Journal of Frontiers of Computer Science and Technology

• Science Researches •     Next Articles

A review of fault-tolerant technologies for large-scale DNN training scenarios

XU Guangyuan,  ZHANG Yaqiang,  SHI Hongzhi   

  1. Shandong Massive Information Technology Research Institute, Jinan  250101, China

面向大规模DNN训练场景的容错技术综述

许光远, 张亚强, 史宏志   

  1. 山东海量信息技术研究院, 济南 250101

Abstract: Large-scale computing clusters composed of heterogeneous resources are essential for training large deep neural networks such as ChatGPT and Sora. However, the failure rate during the training process tends to be positively correlated with the scale of the training. A failure in any component of the cluster may lead to an interruption of the training task, making it crucial to implement efficient fault-tolerance mechanisms in large-scale deep neural network training.
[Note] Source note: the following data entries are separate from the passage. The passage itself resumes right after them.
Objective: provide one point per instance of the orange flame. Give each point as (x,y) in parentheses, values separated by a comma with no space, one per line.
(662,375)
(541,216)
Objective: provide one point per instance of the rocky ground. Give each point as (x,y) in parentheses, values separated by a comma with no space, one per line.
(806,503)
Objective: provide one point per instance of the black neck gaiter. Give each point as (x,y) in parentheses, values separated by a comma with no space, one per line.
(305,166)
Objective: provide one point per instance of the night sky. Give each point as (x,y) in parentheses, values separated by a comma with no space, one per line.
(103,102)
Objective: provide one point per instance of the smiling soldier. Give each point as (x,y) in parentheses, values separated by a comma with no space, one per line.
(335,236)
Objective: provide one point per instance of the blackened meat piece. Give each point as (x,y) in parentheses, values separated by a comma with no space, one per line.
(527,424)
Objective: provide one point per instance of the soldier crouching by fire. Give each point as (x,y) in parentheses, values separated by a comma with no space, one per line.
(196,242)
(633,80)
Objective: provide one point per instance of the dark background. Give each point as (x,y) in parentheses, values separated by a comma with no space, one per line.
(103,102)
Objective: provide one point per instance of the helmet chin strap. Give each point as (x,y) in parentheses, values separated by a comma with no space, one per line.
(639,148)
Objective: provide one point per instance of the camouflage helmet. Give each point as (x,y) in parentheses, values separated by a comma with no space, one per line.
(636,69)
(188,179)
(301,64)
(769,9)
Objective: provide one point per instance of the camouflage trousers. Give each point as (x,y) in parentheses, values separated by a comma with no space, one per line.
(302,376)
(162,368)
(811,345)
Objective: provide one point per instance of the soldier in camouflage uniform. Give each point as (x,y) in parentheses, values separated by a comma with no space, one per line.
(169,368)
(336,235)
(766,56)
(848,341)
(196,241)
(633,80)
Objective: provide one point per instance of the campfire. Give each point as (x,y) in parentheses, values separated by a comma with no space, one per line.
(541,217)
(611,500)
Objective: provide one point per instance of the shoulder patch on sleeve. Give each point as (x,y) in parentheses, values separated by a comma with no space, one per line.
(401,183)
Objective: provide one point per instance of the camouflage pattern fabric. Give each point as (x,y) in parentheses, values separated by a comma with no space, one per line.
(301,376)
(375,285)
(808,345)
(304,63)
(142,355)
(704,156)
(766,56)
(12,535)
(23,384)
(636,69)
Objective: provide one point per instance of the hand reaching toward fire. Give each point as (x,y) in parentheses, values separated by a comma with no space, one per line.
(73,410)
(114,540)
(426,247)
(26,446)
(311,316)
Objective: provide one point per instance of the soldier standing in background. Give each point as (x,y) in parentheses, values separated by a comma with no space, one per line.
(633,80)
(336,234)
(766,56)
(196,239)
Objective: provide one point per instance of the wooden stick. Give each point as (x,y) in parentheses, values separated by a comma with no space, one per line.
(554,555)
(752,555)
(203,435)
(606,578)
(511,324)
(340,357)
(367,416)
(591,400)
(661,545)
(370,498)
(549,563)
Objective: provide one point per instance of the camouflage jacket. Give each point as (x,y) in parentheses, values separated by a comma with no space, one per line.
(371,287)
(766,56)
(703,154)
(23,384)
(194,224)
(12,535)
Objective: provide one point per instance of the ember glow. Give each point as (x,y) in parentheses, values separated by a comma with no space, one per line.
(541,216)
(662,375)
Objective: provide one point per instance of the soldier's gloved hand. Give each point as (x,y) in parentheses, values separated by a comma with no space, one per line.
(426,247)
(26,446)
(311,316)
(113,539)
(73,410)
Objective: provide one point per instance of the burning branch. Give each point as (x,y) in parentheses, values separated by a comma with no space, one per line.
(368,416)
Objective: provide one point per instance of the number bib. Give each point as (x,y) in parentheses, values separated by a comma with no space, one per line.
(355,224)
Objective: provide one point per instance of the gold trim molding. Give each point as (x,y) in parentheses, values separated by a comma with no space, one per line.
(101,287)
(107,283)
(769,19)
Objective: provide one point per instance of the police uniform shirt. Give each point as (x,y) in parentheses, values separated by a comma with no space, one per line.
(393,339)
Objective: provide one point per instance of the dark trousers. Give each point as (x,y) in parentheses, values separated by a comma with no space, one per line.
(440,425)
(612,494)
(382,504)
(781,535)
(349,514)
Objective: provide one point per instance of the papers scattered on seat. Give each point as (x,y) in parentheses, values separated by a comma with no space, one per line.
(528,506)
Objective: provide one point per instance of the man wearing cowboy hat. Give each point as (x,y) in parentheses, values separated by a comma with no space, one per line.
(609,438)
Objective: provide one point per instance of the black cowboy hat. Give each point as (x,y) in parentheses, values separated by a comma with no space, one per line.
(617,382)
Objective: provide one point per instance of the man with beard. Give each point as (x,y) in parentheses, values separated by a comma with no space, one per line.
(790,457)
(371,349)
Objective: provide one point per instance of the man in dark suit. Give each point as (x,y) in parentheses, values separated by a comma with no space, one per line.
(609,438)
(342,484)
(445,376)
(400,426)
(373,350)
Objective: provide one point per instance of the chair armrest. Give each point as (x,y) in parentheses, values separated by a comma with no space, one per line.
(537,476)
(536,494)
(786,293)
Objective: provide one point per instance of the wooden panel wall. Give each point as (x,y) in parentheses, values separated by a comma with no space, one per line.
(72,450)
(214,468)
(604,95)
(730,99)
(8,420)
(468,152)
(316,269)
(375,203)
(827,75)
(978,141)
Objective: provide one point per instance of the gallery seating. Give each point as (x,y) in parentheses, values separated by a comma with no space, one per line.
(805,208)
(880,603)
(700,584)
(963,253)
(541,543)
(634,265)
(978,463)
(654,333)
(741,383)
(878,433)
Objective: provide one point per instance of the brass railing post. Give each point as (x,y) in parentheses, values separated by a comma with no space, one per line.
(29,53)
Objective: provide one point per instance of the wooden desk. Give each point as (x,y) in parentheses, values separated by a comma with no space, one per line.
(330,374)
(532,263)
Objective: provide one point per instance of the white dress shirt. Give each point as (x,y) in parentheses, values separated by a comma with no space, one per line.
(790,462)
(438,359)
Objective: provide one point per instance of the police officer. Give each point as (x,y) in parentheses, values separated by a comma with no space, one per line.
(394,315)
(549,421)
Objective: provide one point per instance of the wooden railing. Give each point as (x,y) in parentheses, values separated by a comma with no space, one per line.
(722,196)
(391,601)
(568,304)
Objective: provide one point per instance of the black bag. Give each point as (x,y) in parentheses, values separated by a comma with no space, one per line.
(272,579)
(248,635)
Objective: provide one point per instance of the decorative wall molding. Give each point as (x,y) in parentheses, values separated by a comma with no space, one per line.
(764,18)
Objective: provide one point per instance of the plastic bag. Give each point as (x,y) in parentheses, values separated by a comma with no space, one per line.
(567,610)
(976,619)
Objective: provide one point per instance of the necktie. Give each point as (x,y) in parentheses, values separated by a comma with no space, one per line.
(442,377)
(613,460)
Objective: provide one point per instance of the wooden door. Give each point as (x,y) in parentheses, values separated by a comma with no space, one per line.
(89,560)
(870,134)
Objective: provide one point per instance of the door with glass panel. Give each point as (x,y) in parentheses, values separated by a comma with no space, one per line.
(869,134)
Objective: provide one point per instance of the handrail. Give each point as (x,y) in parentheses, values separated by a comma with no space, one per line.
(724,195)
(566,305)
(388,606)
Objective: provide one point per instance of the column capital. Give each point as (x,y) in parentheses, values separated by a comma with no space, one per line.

In summary, this paper delves into fault-tolerant technologies developed in recent years for large-scale neural network training, with a focus on how to effectively address training failures at different levels, as well as the potential advantages and limitations of these technologies.
This paper first explains the critical role of fault-tolerance techniques in large-scale deep neural network training and then discusses recent advancements in fault-tolerance technologies for large-scale deep neural network training. These are categorized into two levels based on their focus: fault-tolerance in the training process and in the system architecture and modules. In terms of fault-tolerance design for the training process, the paper covers both checkpoint-based and non-checkpoint-based techniques. Checkpoint-based fault tolerance aims to optimize the storage and transmission of checkpoints, minimizing data loss and recovery time in the event of failure, while non-checkpoint techniques rely on elastic training, redundant computing, and parameter update strategies, providing more flexible failure recovery mechanisms.In terms of fault-tolerant design for the system architecture and modules, this paper explores recent fault detection and management technologies that ensure the stability of large-scale clusters. Additionally, the paper discusses fault-tolerance measures for modules such as containers, data preprocessing, and matrix multiplication, which improve the efficiency and fault-tolerance capabilities of training tasks.
Finally, the paper summarizes and analyzes fault-tolerance technologies proposed in recent years, outlines the current challenges in large-scale deep learning training, and offers insights into future directions for optimization to meet the fault-tolerance demands of larger-scale deep learning training scenarios.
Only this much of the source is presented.